Swinging in on its own inverted commas, Michael Winterbottom’s meta-comedy crawls inside giant wombs, star vanity, bad teeth and filmmaking itself. It’s a burst of delightful paradoxes. From Laurence Sterne’s unreadable, unfilmable 18th century novel The Life And Opinions Of Tristram Shandy, Gentleman, Winterbottom and screenwriter Frank Cottrell Boyce construct a movie that’s both hugely watchable and a wily exercise in adaptation. How do they succeed? By embracing their inevitable failure to adapt and creating a clever film that delights in being plain silly.
The narrative pretzel begins as Tristram Shandy futilely attempts to narrate his own life story. Steve Coogan is Tristram. He is also Tristram’s father. And he is also Steve Coogan, the vain, narcissistic actor playing the previous two roles.

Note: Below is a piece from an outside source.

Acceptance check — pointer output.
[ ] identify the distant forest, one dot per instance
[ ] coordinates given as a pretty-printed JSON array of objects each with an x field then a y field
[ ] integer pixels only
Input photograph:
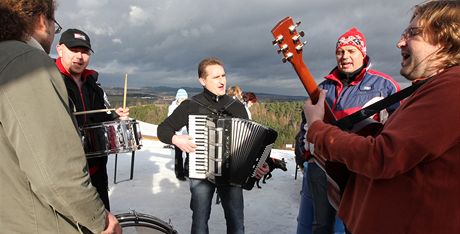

Keeping up? Packing endless tricks, tics and in-jokes between its layers of reality and fiction, A Cock And Bull Story’s shrewd, affectionate cuffs at star egotism and insecurity come via an incredibly ballsy show from Coogan, ribbing his own reputation for both. He’s also immensely generous to co-star Rob Brydon, who, in a wicked irony, comes close to stealing the movie. Their semi-improv bickering is a treat – off-set bookends see the comedians joust about star billing (“It’s a co-lead”) and the colour of Brydon’s teeth (“Pub ceiling”). In between it’s rarely half as funny, but if Winterbottom’s unruly exercise in postmodern absurdism seems to have been thrown together for fun, it’s probably all the better for it.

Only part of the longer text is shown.